Weitere wichtige Laborparameter
Neben den spezifischen Biomarkern für Demenz gibt es auch andere Laborparameter, die bei der Diagnose und Differentialdiagnose von Demenzerkrankungen eine Rolle spielen:
- Nüchternglucose (Nüchternblutzucker): zur Abklärung von Stoffwechselstörungen
- Nierenparameter (Harnstoff, Kreatinin, eGFR, Cystatin C): zur Beurteilung der Nierenfunktion
- TSH (Thyreoidea-stimulierendes Hormon): zum Ausschluss einer Hypothyreose (Schilddrüsenunterfunktion)
- Parathormon: zum Ausschluss eines Hypoparathyreoidismus (Nebenschilddrüsenunterfunktion)
Die Bedeutung der Früherkennung
Die Früherkennung von Demenzerkrankungen ist von entscheidender Bedeutung, da sie die Möglichkeit eröffnet, frühzeitig Behandlungsmaßnahmen einzuleiten und den Krankheitsverlauf positiv zu beeinflussen. Neue Medikamente, wie die "Amyloid-Antikörper", können zur Beseitigung von Amyloid-Ablagerungen im Gehirn führen und den Krankheitsverlauf verzögern. Voraussetzung ist jedoch eine Behandlung im Anfangsstadium der Erkrankung.
Herausforderungen und Perspektiven
Obwohl Bluttests vielversprechende Instrumente für die Demenzdiagnostik darstellen, gibt es noch einige Herausforderungen zu bewältigen. So ist beispielsweise die Spezifität der Tests für verschiedene Demenzformen noch nicht vollständig geklärt. Zudem ist es wichtig, die Ergebnisse von Bluttests immer im Zusammenhang mit anderen klinischen Befunden und Untersuchungsergebnissen zu interpretieren.
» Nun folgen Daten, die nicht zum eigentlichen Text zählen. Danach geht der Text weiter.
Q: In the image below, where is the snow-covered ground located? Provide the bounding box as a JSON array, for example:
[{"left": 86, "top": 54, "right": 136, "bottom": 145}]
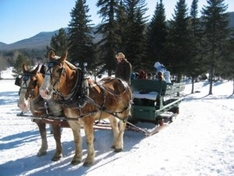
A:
[{"left": 0, "top": 68, "right": 234, "bottom": 176}]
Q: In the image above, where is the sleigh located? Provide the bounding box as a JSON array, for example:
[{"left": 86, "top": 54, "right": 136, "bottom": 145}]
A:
[
  {"left": 17, "top": 51, "right": 183, "bottom": 166},
  {"left": 129, "top": 80, "right": 185, "bottom": 133}
]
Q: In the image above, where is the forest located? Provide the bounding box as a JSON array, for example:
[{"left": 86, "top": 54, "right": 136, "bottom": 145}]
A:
[{"left": 0, "top": 0, "right": 234, "bottom": 94}]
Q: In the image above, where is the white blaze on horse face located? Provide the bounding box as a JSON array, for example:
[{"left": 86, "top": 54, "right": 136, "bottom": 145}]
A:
[
  {"left": 17, "top": 80, "right": 30, "bottom": 112},
  {"left": 40, "top": 73, "right": 53, "bottom": 100}
]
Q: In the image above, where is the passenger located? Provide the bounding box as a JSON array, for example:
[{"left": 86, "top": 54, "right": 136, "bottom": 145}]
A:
[
  {"left": 138, "top": 70, "right": 146, "bottom": 79},
  {"left": 115, "top": 52, "right": 132, "bottom": 85},
  {"left": 154, "top": 62, "right": 171, "bottom": 83},
  {"left": 146, "top": 72, "right": 153, "bottom": 79}
]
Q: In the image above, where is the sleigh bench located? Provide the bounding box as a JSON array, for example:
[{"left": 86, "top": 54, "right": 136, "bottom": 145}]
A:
[{"left": 129, "top": 79, "right": 185, "bottom": 123}]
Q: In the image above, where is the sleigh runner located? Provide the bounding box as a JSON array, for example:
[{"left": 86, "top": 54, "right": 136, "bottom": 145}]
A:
[
  {"left": 19, "top": 76, "right": 185, "bottom": 136},
  {"left": 18, "top": 52, "right": 185, "bottom": 166}
]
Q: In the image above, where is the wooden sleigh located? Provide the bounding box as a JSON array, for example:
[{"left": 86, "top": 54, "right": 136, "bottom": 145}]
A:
[
  {"left": 18, "top": 74, "right": 185, "bottom": 136},
  {"left": 129, "top": 79, "right": 185, "bottom": 136},
  {"left": 18, "top": 52, "right": 184, "bottom": 166}
]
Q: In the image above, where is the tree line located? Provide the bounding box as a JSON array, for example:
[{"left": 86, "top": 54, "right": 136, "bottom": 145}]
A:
[{"left": 1, "top": 0, "right": 234, "bottom": 94}]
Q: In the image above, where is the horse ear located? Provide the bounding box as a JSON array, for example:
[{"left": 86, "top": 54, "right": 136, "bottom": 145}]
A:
[
  {"left": 33, "top": 64, "right": 39, "bottom": 74},
  {"left": 61, "top": 51, "right": 67, "bottom": 61},
  {"left": 39, "top": 64, "right": 46, "bottom": 75},
  {"left": 48, "top": 50, "right": 55, "bottom": 59}
]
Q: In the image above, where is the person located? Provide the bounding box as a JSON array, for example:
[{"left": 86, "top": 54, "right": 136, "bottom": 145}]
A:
[
  {"left": 138, "top": 70, "right": 146, "bottom": 79},
  {"left": 115, "top": 52, "right": 132, "bottom": 85},
  {"left": 154, "top": 62, "right": 171, "bottom": 83}
]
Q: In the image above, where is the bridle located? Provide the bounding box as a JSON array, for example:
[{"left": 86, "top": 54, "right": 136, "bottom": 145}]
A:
[
  {"left": 45, "top": 60, "right": 85, "bottom": 107},
  {"left": 19, "top": 73, "right": 39, "bottom": 99},
  {"left": 45, "top": 60, "right": 65, "bottom": 88}
]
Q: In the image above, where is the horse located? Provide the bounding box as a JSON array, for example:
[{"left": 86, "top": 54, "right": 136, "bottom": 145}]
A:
[
  {"left": 17, "top": 64, "right": 64, "bottom": 161},
  {"left": 40, "top": 52, "right": 132, "bottom": 166}
]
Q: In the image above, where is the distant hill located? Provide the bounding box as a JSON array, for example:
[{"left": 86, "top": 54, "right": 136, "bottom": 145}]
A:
[
  {"left": 0, "top": 12, "right": 234, "bottom": 51},
  {"left": 0, "top": 30, "right": 58, "bottom": 50}
]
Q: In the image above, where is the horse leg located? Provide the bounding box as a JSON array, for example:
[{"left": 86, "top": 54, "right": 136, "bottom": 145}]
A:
[
  {"left": 35, "top": 120, "right": 48, "bottom": 156},
  {"left": 108, "top": 116, "right": 121, "bottom": 150},
  {"left": 83, "top": 119, "right": 95, "bottom": 166},
  {"left": 68, "top": 121, "right": 82, "bottom": 165},
  {"left": 52, "top": 124, "right": 63, "bottom": 161},
  {"left": 115, "top": 120, "right": 126, "bottom": 152}
]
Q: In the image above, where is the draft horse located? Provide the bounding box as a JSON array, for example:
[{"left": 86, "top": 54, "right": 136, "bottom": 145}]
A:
[
  {"left": 18, "top": 64, "right": 64, "bottom": 161},
  {"left": 40, "top": 52, "right": 132, "bottom": 166}
]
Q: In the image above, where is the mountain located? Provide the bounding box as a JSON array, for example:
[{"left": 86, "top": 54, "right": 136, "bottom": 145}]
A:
[
  {"left": 0, "top": 12, "right": 234, "bottom": 51},
  {"left": 0, "top": 30, "right": 58, "bottom": 50}
]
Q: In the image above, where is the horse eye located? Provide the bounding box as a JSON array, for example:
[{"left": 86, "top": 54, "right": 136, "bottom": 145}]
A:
[{"left": 23, "top": 75, "right": 29, "bottom": 81}]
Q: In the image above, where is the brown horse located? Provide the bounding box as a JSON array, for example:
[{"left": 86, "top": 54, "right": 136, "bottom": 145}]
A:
[
  {"left": 40, "top": 52, "right": 132, "bottom": 166},
  {"left": 18, "top": 64, "right": 63, "bottom": 161}
]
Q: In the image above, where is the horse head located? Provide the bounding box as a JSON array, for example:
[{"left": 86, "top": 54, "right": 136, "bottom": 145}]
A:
[
  {"left": 18, "top": 64, "right": 44, "bottom": 112},
  {"left": 40, "top": 52, "right": 77, "bottom": 100}
]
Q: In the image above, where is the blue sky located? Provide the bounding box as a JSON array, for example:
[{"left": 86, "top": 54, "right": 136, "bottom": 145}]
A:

Die Forschung auf dem Gebiet der Demenzdiagnostik entwickelt sich jedoch rasant weiter. Zukünftig werden vermutlich noch weitere Biomarker identifiziert und neue, verbesserte Bluttests entwickelt werden. Diese Fortschritte werden dazu beitragen, Demenzerkrankungen früher und genauer zu diagnostizieren und somit die Lebensqualität der Betroffenen zu verbessern.